Nas unidades de «uso sustentável» quem manda não é o nome da unidade, e sim o ZONEAMENTO. Três exemplos com a norma lida: na APA Costa dos Corais (AL/PE) estão fechadas a ZUCO, a ZPRE e a ZUMO, e a ZPRO está liberada; na APA Marinha do Litoral Norte (SP) a pesca amadora não consta do rol permitido da Z1M e aparece expressamente na Z2M e na Z2ME; a RESEX Marinha do Arraial do Cabo, para quem vem de fora, está fechada por inteiro. A camada estadual também é real: em Santa Catarina a norma fecha a faixa de 50 m ao longo das praias e os primeiros 50 m dos costões adjacentes.
Segurança
Nunca mergulhe sozinho — companheiro em cada mergulho é obrigatório contra o blackout. No Nordeste, sobretudo em Recife (Boa Viagem), o risco de tubarão é real: Pernambuco é conhecida por ataques; ali não cace perto da costa nem mantenha o peixe no cabo junto ao corpo. No Sudeste e no Sul o perigo é outro — correnteza e tráfego de embarcações: boia com bandeira é obrigatória e, nas baías de Angra e Ilhabela, fique longe dos canais.
Onde mergulhar, por região
Litoral Sul
O sul subtropical do Brasil (Santa Catarina, Rio Grande do Sul) — água mais fresca, pontas rochosas e ilhas que abrem nas calmarias de verão.
- Torres — Único costão de basalto do Rio Grande do Sul: os paredões do Parque da Guarita e a Praia da Cal dão entradas de costa que o resto do litoral gaúcho — puro areão e água barrenta — não tem.
- São Francisco do Sul — Ilha no extremo norte de Santa Catarina com costões de granito e enseadas na Praia da Enseada e Praia Grande.
- Balneário Camboriú — Cidade vertical do litoral catarinense; a caça acontece nos costões das praias agrestes ao sul — Laranjeiras, Taquaras, Taquarinhas, Praia do Pinho — longe da orla urbana turva.
- Bombinhas — Capital catarinense do mergulho: península de granito com água cristalina, costões e enseadas abrigadas em Bombas, Sepultura, Mariscal e Canto Grande.
- Porto Belo — Enseada abrigada ao norte da península de Bombinhas, com costões de granito e a Ilha de Porto Belo à frente.
- Governador Celso Ramos — Península de costões de granito ao norte de Florianópolis, com enseadas de Palmas, Ganchos e Armação da Piedade.
- Florianópolis — A ilha de Santa Catarina é o coração da caça submarina do sul: costões nas praias do leste (Mole, Galheta, Lagoinha do Leste) e a Ilha do Xavier em frente à Praia Mole, um dos pontos mais citados, 5–18 m.

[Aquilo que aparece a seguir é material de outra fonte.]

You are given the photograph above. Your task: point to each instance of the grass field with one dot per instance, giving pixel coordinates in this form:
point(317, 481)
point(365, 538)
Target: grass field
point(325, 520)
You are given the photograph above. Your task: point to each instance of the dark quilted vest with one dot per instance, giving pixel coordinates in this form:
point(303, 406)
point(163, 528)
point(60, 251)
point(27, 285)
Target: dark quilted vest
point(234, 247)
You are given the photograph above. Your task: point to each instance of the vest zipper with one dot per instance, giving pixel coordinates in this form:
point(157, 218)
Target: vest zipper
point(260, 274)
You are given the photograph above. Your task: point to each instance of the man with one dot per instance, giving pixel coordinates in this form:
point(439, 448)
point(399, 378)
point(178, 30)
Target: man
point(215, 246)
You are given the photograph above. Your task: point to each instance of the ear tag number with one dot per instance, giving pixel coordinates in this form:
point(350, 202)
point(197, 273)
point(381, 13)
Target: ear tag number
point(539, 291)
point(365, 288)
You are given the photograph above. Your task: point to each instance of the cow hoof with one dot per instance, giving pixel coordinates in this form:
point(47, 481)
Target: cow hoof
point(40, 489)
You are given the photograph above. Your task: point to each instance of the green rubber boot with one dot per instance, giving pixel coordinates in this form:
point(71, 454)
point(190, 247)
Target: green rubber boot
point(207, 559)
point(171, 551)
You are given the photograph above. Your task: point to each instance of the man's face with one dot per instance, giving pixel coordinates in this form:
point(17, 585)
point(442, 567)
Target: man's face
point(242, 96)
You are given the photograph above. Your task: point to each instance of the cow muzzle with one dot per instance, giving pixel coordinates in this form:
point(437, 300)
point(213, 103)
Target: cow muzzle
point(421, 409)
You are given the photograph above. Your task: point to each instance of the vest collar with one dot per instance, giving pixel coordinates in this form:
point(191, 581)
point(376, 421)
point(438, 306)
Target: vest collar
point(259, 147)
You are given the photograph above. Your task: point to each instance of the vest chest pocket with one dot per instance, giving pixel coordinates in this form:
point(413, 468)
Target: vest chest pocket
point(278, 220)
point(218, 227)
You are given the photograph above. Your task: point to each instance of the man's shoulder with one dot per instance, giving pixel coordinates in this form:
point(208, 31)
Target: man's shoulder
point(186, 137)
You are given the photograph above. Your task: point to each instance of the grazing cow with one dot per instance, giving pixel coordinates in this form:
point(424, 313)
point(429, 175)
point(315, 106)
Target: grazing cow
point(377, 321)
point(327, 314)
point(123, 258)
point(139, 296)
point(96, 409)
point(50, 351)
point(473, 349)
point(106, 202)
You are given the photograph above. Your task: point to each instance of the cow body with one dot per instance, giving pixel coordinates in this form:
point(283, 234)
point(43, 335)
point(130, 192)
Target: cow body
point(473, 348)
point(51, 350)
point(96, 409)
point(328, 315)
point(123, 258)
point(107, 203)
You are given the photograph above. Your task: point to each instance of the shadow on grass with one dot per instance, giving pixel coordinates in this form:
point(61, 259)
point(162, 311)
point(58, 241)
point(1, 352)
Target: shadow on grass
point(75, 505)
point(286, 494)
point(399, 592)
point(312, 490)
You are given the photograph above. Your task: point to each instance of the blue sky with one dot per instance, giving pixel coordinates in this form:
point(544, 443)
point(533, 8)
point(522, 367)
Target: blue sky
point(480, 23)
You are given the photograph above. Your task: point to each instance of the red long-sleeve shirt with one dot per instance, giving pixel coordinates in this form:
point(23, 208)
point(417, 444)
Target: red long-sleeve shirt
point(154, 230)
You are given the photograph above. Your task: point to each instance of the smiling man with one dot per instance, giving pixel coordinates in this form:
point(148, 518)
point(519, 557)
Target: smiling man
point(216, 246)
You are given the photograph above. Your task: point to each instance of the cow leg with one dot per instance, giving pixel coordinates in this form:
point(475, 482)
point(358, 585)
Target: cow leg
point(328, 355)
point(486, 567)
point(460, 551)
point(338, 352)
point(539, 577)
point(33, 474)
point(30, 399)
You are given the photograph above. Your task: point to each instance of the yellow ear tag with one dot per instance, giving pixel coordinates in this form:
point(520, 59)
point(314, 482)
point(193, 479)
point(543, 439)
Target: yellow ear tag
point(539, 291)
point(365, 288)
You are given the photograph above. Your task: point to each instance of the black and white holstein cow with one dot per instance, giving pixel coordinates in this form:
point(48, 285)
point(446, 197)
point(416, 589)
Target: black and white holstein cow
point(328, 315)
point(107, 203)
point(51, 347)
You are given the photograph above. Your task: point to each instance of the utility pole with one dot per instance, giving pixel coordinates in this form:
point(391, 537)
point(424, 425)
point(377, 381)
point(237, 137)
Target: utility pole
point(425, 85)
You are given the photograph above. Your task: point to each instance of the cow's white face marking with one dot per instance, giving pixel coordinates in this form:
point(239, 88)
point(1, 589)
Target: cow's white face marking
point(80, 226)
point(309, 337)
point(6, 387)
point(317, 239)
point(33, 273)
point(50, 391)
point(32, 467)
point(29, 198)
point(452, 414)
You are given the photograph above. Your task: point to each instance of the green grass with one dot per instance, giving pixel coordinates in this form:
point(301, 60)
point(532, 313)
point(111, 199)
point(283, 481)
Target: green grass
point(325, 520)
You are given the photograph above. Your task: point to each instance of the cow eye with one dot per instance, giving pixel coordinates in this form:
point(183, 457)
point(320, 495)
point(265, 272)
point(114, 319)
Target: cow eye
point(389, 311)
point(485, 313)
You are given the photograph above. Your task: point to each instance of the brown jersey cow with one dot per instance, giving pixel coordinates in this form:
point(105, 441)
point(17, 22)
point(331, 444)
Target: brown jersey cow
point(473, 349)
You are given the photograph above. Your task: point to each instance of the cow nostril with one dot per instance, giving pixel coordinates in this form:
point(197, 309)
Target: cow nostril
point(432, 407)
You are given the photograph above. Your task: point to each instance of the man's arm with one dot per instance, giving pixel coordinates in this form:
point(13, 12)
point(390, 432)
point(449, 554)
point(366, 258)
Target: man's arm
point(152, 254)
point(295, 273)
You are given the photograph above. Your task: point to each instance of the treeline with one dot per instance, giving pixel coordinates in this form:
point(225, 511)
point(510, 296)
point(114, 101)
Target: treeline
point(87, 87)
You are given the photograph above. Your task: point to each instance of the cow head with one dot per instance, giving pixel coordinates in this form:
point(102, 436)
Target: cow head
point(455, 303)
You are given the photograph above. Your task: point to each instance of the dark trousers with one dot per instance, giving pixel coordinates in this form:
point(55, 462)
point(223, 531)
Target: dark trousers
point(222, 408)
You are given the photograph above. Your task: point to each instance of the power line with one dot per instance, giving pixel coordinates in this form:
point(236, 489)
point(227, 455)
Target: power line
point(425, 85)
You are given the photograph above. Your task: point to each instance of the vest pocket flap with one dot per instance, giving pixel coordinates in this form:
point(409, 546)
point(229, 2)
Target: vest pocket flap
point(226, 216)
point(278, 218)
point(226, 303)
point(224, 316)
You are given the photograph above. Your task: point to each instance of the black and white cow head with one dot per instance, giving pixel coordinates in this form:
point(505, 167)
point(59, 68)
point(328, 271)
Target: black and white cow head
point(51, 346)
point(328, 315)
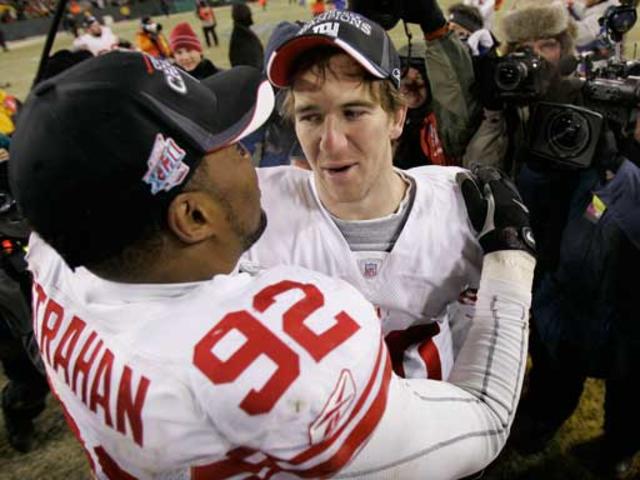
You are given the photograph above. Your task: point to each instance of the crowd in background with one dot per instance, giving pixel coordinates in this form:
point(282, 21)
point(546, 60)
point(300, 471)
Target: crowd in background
point(585, 219)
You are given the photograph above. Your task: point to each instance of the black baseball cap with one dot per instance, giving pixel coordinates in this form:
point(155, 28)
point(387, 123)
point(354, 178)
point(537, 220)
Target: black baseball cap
point(362, 39)
point(101, 149)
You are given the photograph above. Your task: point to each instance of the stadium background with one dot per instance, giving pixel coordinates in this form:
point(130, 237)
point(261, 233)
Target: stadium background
point(57, 455)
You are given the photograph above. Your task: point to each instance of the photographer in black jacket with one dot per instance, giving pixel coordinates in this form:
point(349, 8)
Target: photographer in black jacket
point(23, 397)
point(579, 309)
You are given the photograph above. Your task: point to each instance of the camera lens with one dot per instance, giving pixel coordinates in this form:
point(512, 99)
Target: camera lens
point(509, 75)
point(568, 134)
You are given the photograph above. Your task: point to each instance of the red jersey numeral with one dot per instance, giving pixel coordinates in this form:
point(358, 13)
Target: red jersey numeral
point(262, 341)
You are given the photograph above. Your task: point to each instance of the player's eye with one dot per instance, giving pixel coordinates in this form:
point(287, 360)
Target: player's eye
point(352, 114)
point(242, 150)
point(309, 117)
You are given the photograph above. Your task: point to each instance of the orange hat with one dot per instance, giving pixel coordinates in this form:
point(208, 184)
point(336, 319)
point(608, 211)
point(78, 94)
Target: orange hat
point(183, 36)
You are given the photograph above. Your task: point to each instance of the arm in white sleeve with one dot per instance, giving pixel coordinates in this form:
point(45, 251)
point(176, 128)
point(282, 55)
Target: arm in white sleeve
point(446, 430)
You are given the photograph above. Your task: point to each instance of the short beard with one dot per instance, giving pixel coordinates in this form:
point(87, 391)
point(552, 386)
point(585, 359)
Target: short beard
point(248, 240)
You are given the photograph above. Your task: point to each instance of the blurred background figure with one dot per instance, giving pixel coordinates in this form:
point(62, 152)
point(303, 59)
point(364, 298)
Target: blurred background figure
point(97, 38)
point(23, 396)
point(208, 21)
point(317, 7)
point(464, 20)
point(187, 52)
point(151, 40)
point(245, 47)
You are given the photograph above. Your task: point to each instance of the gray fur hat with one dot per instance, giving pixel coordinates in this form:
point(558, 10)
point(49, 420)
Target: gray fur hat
point(534, 19)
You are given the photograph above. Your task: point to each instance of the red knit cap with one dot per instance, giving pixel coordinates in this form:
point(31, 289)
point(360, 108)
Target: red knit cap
point(183, 36)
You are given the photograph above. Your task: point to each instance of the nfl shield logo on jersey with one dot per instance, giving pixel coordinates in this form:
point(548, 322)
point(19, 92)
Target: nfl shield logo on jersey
point(370, 267)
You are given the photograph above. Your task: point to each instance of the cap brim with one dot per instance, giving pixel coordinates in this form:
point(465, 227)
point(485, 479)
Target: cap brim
point(245, 102)
point(279, 66)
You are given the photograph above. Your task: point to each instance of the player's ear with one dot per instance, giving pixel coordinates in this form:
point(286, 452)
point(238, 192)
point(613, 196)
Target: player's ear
point(194, 217)
point(397, 122)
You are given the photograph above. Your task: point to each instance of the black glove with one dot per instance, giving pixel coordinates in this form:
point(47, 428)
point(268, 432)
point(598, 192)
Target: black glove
point(496, 210)
point(607, 154)
point(426, 13)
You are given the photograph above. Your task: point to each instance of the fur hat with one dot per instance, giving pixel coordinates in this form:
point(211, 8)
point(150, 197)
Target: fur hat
point(534, 19)
point(183, 36)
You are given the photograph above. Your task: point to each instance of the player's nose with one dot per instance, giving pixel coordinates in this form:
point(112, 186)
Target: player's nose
point(333, 137)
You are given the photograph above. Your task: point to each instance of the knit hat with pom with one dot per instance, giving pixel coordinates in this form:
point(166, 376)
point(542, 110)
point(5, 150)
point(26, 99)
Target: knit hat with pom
point(183, 36)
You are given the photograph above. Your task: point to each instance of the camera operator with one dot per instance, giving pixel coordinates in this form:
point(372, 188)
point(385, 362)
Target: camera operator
point(577, 304)
point(151, 40)
point(437, 81)
point(23, 397)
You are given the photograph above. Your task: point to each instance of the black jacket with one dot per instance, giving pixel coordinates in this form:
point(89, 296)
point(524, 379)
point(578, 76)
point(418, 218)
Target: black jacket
point(204, 69)
point(245, 47)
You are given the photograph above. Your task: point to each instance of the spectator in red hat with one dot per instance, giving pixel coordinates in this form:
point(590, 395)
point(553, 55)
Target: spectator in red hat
point(187, 52)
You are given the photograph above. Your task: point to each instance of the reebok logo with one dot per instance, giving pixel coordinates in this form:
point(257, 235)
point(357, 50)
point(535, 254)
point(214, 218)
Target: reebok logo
point(336, 411)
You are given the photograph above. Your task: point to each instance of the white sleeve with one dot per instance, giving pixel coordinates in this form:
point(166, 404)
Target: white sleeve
point(445, 430)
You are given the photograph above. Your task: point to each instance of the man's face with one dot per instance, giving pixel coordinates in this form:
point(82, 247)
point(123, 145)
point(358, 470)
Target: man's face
point(234, 187)
point(462, 33)
point(187, 58)
point(345, 134)
point(95, 29)
point(548, 48)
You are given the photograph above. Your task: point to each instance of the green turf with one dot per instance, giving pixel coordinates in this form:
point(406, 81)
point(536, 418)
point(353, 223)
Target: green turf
point(58, 455)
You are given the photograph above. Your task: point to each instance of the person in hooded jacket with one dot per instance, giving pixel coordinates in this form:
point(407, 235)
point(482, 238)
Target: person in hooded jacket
point(245, 47)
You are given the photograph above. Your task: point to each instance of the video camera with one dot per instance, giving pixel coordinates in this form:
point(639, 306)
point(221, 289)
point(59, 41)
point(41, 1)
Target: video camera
point(618, 20)
point(566, 136)
point(386, 13)
point(521, 76)
point(149, 26)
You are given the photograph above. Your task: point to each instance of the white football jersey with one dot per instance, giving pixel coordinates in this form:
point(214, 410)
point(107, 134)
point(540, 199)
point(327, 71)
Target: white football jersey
point(282, 372)
point(106, 42)
point(414, 287)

- Garopaba — Vila de pescadores e surfe ao sul de Florianópolis, com costões de granito na Silveira, Ferrugem e Praia do Ouvidor.
- Imbituba — Porto e capital baleeira histórica ao sul de Garopaba; a caça é nos costões da Praia do Rosa, Ibiraquera e Vila.
- Laguna — Ponta rochosa mais ao sul de Santa Catarina, no Cabo de Santa Marta e Farol de Santa Marta — fronteira da convergência subtropical com upwelling sazonal fraco que às vezes clareia e esfria a água.
- Balneário Barra do Sul — É a única base de saída para as ilhas exteriores do norte catarinense: ilha Feia, ilha das Araras, ilha do Monteiro e o arquipélago dos Tamboretes, a cerca de 11 km.
- Barra Velha — Cidade de costão a sério: Costão dos Náufragos, Costão do Grant, Pedras Brancas e Negras — tudo com entrada de costa — e as ilhas Itacolomi a uns 6 km.
- Penha — Península cheia de costões — São Roque, Praia Vermelha, Poá, Paciência — mais a ilha Feia a 4 km, a única ilha do município.
- Itapema — Itapema fecha os 18 km entre Balneário Camboriú e Porto Belo.
- Palhoça (Pinheira / Guarda do Embaú) — O ponto da cidade está na Praia da Pinheira, a frente marítima real do município — a sede fica no fundo da Baía Sul, em água turva.
- Itajaí — Cidade portuária na barra do rio Itajaí-Açu: a pluma do rio e o tráfego do porto deixam a água do norte do município turva — mergulhadores que desceram no naufrágio do Pallas, dentro do canal, relataram forte correnteza e visibilidade zero.
Litoral Paulista
O litoral paulista (Ubatuba, Ilhabela, Guarujá) — água quente e canais de ilhas abrigados, mais claros nos meses secos de inverno.
- Ubatuba — Litoral norte paulista com dezenas de ilhas e costões — arquipélagos das Couves, Comprida e Rapada dão paredes e lajes de 3 a 25 m com água clara.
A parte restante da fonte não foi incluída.